Balancing act: Training people to handle flexibility can help workers, companies

Published: Tuesday, June 3 2014 7:30 a.m. MDT

Furthermore, Yost wrote, 88 percent of the participants felt they more actively managed their work and personal responsibilities and goals; 81 percent said they were more likely to collaborate with others; and 73 percent said they were better able to gauge their capacity for all responsibilities.

Those are fairly positive results and the kind of numbers to which corporations should pay attention.

In tough economic times, I'm sure many CEOs and managers ask why they should make an effort on this kind of training when they're struggling just to keep their employees motivated and on-task from week to week. But I would argue that offering flexibility — and making sure workers are ready to handle it — is the kind of thing that builds the energy and focus companies need these days.

After all, the survey showed that 85 percent of respondents believe employee loyalty, health and performance suffer in workplaces that don't offer work-life flexibility.
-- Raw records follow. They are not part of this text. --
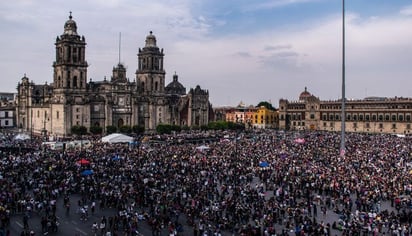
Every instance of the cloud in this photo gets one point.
(407, 11)
(270, 4)
(264, 65)
(243, 54)
(277, 47)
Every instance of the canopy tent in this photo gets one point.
(87, 172)
(21, 136)
(202, 148)
(117, 138)
(264, 164)
(83, 161)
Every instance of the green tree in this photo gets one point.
(125, 129)
(164, 129)
(137, 129)
(79, 130)
(266, 104)
(96, 130)
(110, 129)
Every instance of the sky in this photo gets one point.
(239, 50)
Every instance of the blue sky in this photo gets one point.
(240, 50)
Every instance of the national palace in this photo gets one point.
(369, 115)
(71, 100)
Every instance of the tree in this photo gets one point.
(125, 129)
(79, 130)
(110, 129)
(266, 104)
(138, 129)
(163, 129)
(96, 129)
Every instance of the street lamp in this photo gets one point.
(44, 131)
(342, 140)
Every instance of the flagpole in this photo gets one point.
(343, 116)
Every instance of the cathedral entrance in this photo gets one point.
(120, 122)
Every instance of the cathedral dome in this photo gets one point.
(304, 95)
(175, 87)
(70, 26)
(151, 40)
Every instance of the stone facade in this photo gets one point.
(70, 100)
(369, 115)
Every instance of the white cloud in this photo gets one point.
(270, 4)
(406, 10)
(266, 65)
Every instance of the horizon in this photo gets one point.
(238, 51)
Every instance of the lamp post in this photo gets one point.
(342, 140)
(44, 130)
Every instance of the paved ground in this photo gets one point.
(70, 224)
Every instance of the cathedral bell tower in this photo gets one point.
(150, 73)
(70, 67)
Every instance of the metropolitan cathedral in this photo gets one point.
(70, 100)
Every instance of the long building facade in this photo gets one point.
(70, 100)
(369, 115)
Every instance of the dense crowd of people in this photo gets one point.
(258, 182)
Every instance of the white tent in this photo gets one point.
(117, 138)
(21, 136)
(202, 148)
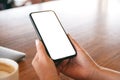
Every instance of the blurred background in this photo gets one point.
(7, 4)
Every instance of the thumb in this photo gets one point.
(40, 48)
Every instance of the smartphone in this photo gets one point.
(50, 31)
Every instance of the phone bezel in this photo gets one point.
(40, 37)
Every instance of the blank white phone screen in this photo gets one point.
(53, 35)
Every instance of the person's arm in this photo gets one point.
(81, 67)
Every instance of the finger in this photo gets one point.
(36, 58)
(76, 45)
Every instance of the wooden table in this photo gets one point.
(94, 24)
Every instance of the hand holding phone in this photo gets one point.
(52, 34)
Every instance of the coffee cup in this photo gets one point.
(8, 69)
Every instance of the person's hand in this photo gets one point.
(43, 65)
(80, 67)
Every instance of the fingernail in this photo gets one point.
(36, 42)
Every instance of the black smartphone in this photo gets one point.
(52, 34)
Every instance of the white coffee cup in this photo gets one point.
(8, 69)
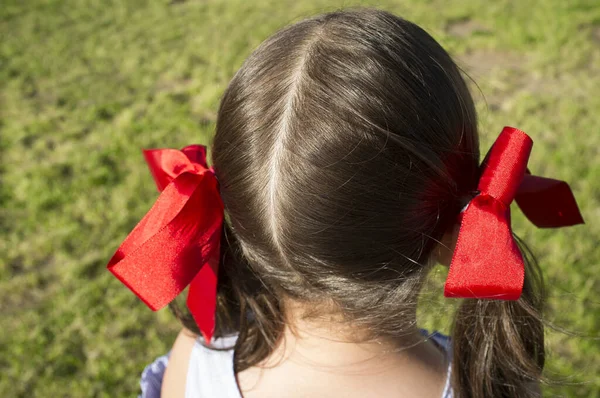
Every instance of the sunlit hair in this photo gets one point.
(345, 147)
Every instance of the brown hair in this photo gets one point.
(345, 147)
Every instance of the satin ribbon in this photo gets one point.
(177, 243)
(487, 263)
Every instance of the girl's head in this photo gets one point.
(345, 148)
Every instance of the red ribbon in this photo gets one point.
(487, 262)
(177, 243)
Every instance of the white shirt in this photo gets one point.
(211, 375)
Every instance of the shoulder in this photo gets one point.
(174, 381)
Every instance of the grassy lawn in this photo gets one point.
(85, 85)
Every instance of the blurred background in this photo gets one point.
(85, 85)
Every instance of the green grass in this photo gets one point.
(85, 85)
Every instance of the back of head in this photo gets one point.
(346, 146)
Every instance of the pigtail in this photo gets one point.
(498, 346)
(245, 306)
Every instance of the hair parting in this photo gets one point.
(345, 147)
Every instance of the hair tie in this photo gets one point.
(177, 242)
(487, 263)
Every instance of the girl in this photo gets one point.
(346, 159)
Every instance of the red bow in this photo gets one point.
(177, 243)
(487, 262)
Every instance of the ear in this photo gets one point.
(443, 251)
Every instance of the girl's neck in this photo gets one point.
(327, 351)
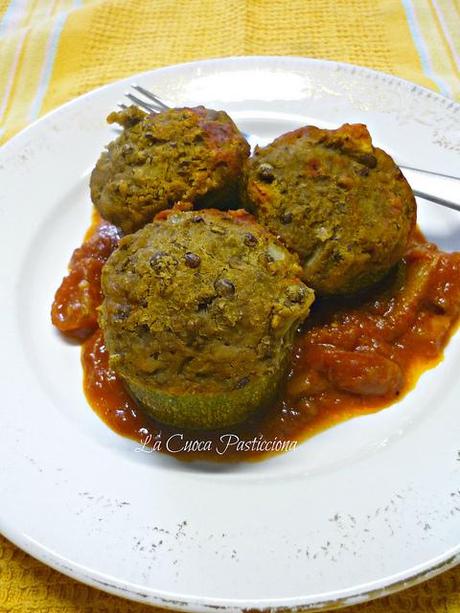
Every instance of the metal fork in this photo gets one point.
(432, 186)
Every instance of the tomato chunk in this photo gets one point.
(74, 310)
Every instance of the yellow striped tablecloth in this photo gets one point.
(54, 50)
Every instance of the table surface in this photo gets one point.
(54, 50)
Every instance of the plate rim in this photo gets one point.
(195, 603)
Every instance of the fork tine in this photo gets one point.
(144, 105)
(151, 96)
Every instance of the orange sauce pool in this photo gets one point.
(353, 356)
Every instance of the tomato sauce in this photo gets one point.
(352, 357)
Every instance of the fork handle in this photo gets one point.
(437, 188)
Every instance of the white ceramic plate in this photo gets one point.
(364, 508)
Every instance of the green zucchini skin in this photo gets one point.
(199, 315)
(208, 411)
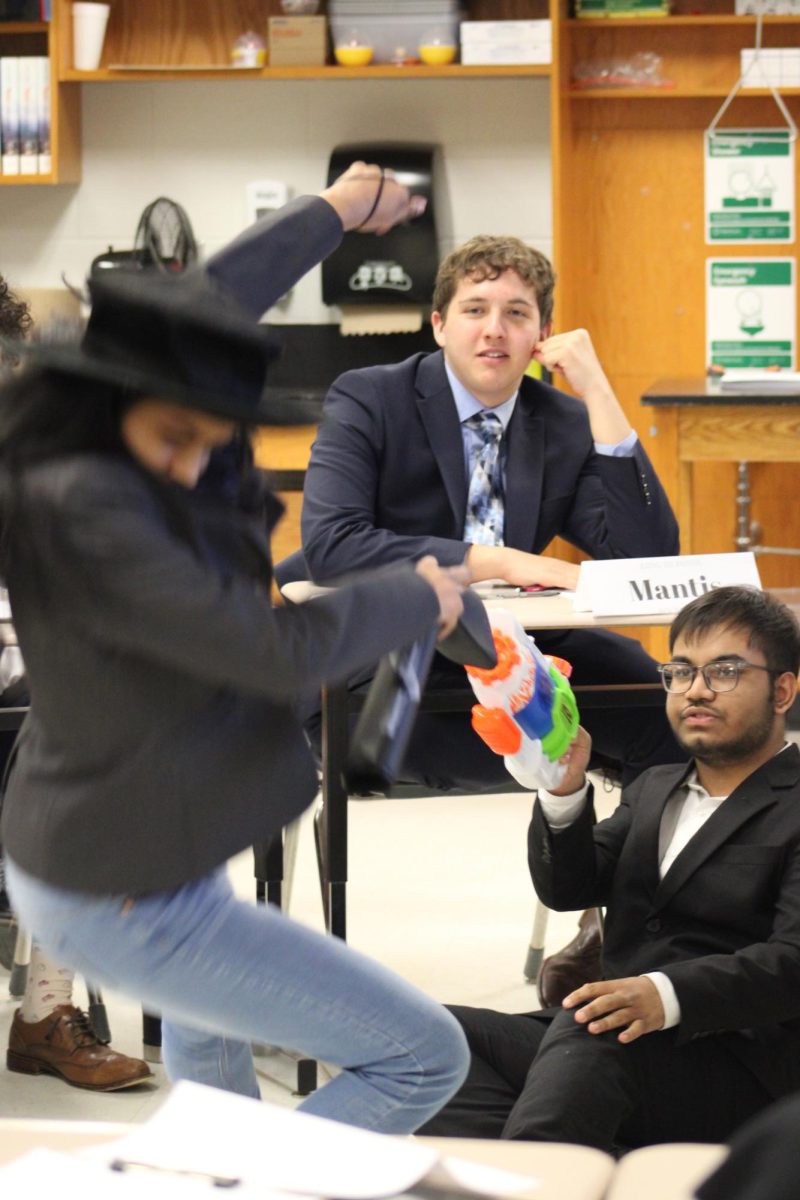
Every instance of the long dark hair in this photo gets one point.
(44, 414)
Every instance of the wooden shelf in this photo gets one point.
(711, 19)
(41, 37)
(617, 94)
(24, 27)
(328, 73)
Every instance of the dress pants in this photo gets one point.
(445, 754)
(541, 1077)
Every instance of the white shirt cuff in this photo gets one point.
(668, 999)
(623, 449)
(561, 811)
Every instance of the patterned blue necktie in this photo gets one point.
(485, 510)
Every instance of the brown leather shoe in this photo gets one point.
(578, 963)
(65, 1044)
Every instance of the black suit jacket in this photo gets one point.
(162, 736)
(723, 924)
(386, 478)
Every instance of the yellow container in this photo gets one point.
(437, 55)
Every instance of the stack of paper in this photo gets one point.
(761, 382)
(202, 1137)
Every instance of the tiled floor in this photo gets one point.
(439, 892)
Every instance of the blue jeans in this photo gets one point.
(224, 973)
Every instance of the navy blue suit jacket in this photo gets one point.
(388, 481)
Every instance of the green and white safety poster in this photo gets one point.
(750, 186)
(750, 312)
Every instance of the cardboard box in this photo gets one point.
(298, 41)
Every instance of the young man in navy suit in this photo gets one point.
(391, 478)
(695, 1025)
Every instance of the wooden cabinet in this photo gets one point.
(627, 180)
(630, 241)
(43, 39)
(182, 39)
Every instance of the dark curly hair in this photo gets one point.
(14, 318)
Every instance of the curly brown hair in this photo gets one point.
(486, 258)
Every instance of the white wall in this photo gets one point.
(199, 143)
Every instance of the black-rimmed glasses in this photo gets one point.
(720, 676)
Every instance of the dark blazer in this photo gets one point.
(723, 924)
(162, 736)
(386, 478)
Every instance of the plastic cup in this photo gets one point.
(89, 23)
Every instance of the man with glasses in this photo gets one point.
(696, 1023)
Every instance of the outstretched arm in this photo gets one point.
(260, 265)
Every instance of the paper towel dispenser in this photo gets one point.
(398, 268)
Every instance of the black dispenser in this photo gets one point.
(400, 267)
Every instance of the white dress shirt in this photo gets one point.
(686, 811)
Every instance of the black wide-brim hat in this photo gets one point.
(179, 340)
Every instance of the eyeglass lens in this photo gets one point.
(717, 676)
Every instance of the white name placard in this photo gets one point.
(629, 587)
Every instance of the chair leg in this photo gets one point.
(150, 1037)
(536, 947)
(268, 869)
(97, 1014)
(18, 979)
(290, 843)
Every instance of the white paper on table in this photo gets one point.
(270, 1147)
(49, 1173)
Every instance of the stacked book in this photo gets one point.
(25, 115)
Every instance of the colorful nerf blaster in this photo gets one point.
(525, 711)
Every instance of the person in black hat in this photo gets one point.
(162, 735)
(59, 1037)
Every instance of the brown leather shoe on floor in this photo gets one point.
(578, 963)
(65, 1044)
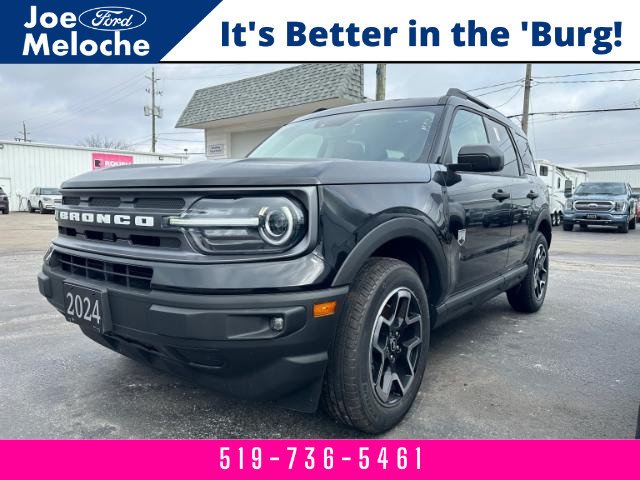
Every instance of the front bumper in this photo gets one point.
(601, 218)
(221, 341)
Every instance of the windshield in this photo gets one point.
(601, 189)
(393, 134)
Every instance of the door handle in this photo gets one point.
(532, 195)
(500, 195)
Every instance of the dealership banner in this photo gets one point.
(371, 459)
(143, 31)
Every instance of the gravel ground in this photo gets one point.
(571, 370)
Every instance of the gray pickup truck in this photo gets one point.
(602, 204)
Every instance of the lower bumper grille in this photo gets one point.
(131, 276)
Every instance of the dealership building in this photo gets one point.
(237, 116)
(24, 166)
(615, 173)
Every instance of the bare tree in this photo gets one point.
(96, 141)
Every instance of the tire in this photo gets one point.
(350, 393)
(624, 228)
(529, 295)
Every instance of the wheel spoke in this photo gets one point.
(396, 334)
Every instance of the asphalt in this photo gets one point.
(571, 370)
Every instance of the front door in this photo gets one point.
(485, 209)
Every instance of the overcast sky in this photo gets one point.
(65, 104)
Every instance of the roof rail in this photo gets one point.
(456, 92)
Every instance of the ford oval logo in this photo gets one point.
(112, 18)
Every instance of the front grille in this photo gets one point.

Especially in times of ever-increasing workloads, that's a statistic companies can't afford to ignore.

"Everyone is having to do more with less, and I am not sure that's going to change anytime soon," Yost wrote in her email. "However, it's important to note that, according to our research, when people received training or guidance on how to manage their flexibility, their personal sense of control over their flexibility increased.

"Right now, only 40 percent of respondents said they were getting any kind of 'how-to' support, which could account for why people feel so overwhelmed. It's not just workload; it's how work and everything else fits together."

And that's the bottom line. Everyone seems busy and stressed these days, whether at work or at home. If a business can help its employees manage those challenges, it will have the kind of happy, productive workers it needs to succeed in today's economy.

It sounds trite, but in such a situation, it's possible for everyone to win. And that's what building work-life balance should be all about.